Comment: This book is the perfect getaway trip for armchair travelers--all the insight and acute observations of Paul Theroux without the snottiness and superiority complex. (Plus Nelson is ten thousands times funnier.) And for all of us who long to do the Grand Tour but forgot to file for our IPOs, here's real-life travel (okay, he does seem to be able to take longer trips than the average working stiff adventurer) from a regular-salaried Everyman who helps you hit the high points but also clues you in to the byways with forgotten or hidden treasures the guidebooks won't tell you about. I don't understand the other reviewers; the "racist" slams are aimed at ill-mannered fellow tourists and local opportunists who deserve what they get--although most of the humor is pretty self-deprecating--and I give Nelson credit for his honesty in admitting his lust for un-PC souvenirs we'd all grab for for if we were lucky enough to have the chance. Nelson's a terrific writer; I've already read about a quarter of this out loud to my travel-crazed husband.
Mr. Nelson, dump that Brenda babe and take me on your next jaunt.
Rating: 1
Summary: Avoid this book !
Comment: Although I haven't read every travel book that has been published, I would be stunned if there was a worse one than this. Nelson tries (vainly) to pass off his tourist sight-seeing as "adventures" and himself as some kind of intrepid, trail blazing pioneer. He prides himself on his ability to "survive" and yet he is never in any real danger (he books all of his "adventures" through American travel agencies and always seems to have a pre-booked hotel room or lodge and drivers, interpreters & guides at his disposal on his arrival. He never caters for himself nor makes his own arrangements - that's not "living on the edge" by anyone's definition !!) His "insights" are neither witty nor particularly interesting and he relies far too heavily on exaggeration & superlatives("biggest", "best" etc.) rather than attempting to properly describe what he is seeing.

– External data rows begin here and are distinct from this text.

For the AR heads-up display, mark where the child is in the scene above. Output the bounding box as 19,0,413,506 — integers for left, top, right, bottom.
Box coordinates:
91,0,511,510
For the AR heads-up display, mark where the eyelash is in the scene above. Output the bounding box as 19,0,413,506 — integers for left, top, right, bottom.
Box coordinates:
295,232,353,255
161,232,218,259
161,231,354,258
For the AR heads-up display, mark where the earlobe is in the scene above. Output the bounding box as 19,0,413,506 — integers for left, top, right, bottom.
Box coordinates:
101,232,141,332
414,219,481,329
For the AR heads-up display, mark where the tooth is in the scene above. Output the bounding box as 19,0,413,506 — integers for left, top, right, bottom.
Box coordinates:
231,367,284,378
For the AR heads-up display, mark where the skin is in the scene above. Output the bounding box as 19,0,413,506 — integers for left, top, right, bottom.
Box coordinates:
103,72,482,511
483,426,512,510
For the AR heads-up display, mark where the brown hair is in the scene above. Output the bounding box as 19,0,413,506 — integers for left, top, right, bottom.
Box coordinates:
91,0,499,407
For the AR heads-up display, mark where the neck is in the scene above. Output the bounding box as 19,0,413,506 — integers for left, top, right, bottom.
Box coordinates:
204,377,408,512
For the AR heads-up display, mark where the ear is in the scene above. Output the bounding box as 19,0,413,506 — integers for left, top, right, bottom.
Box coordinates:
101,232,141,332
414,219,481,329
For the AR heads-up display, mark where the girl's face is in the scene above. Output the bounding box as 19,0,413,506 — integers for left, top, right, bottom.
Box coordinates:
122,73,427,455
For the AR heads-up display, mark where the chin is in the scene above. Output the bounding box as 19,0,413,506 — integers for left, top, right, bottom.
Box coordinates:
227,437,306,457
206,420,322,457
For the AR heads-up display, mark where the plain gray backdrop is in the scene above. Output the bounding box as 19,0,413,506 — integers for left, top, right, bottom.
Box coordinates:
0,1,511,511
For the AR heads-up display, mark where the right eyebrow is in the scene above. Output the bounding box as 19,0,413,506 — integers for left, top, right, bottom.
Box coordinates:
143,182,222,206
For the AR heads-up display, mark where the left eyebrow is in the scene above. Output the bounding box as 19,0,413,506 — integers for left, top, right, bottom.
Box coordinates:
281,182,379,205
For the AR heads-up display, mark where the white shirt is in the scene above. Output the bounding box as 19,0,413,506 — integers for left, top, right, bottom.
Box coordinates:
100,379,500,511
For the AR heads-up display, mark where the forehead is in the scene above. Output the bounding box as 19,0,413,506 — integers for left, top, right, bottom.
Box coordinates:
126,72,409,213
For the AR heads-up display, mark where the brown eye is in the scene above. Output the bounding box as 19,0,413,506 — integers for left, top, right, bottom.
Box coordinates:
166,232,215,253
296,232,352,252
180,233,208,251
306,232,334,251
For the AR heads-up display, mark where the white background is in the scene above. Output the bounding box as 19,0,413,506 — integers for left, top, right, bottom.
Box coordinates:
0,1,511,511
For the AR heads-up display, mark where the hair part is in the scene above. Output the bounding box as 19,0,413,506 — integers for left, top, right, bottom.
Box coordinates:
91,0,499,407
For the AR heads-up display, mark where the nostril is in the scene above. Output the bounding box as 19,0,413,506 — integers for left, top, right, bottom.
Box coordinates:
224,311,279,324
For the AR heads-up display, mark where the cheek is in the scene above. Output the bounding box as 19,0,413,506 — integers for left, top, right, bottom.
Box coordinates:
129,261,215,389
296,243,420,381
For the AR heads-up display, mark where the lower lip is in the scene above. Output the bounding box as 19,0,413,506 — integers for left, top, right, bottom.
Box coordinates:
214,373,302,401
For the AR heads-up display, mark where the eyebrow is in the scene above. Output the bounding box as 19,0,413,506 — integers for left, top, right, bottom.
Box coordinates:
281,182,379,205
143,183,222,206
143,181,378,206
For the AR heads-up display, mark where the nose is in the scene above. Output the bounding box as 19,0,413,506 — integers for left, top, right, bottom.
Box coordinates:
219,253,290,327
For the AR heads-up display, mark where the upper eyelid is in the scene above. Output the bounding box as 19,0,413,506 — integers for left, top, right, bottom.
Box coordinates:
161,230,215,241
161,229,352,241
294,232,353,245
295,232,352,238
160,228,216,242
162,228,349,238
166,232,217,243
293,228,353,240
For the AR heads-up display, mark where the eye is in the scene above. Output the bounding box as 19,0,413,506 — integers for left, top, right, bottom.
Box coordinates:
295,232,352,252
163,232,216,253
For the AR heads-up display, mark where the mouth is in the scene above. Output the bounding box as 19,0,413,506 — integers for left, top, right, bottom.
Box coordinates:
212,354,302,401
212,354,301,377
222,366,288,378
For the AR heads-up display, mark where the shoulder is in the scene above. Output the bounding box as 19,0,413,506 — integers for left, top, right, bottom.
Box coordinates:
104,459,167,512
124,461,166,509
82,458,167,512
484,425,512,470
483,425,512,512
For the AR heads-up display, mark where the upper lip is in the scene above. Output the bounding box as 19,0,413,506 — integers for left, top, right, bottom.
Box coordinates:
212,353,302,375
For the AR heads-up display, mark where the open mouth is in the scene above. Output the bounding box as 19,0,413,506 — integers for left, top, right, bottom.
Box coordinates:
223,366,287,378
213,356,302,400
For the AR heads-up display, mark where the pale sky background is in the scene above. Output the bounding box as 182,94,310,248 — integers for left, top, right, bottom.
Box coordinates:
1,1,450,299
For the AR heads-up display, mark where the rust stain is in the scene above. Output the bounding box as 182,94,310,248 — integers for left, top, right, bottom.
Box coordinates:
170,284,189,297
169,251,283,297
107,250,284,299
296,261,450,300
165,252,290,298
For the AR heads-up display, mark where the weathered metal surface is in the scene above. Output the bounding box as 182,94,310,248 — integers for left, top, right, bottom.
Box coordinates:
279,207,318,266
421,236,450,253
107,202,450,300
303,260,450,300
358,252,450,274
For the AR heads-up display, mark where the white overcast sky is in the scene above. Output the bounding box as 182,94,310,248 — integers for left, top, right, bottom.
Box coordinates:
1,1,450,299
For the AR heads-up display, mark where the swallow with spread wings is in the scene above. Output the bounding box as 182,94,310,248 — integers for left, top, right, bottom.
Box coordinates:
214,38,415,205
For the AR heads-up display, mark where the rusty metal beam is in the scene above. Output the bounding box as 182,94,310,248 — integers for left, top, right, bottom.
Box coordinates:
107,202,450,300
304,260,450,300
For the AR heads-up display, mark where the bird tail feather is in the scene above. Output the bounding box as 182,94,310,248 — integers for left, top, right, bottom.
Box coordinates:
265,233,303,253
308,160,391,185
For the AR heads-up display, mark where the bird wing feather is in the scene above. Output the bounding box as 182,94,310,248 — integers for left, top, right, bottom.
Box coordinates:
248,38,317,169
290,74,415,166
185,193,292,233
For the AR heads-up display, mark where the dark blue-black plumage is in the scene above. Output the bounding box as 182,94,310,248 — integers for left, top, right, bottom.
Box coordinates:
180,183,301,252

His attitudes to people and their cultures are also alarmingly one-sided; throughout the book, you are left with the impression that all Europeans are evil and exploitative and that all other non-Europeans are noble and spiritual, and to be admired. However, he reserves his own particular racism for the British - never missing an opportunity to "inform" his readers just how much everybody else in the world hates the Brits.
This book flatters to deceive even before you open the cover; the text on the jacket gives you the impression that you are about to meet Indiana Jones crossed with Bill Bryson, the result is neither. His exploits are neither original nor exciting and the writing is crass and unfunny.
Before you consider buying this book, please read the "Library Journal" & "Kirkus Reviews" in Amazon's "Editorial Reviews" section !!
Rating: 1
Summary: An AWFUL Text
Comment: This book is just God-Awful. I think a ten-year-old could have written a better travelouge than this yahoo. It is immature and ethnocentric and just plain all around boring. The author does a terrible of making his spoiled little touristy outings actually seem interesting and his sense of humor comes of as funny for about the first three pages and from then on sarcastic and trite for the rest. A huge waste of omey, avoid at all costs.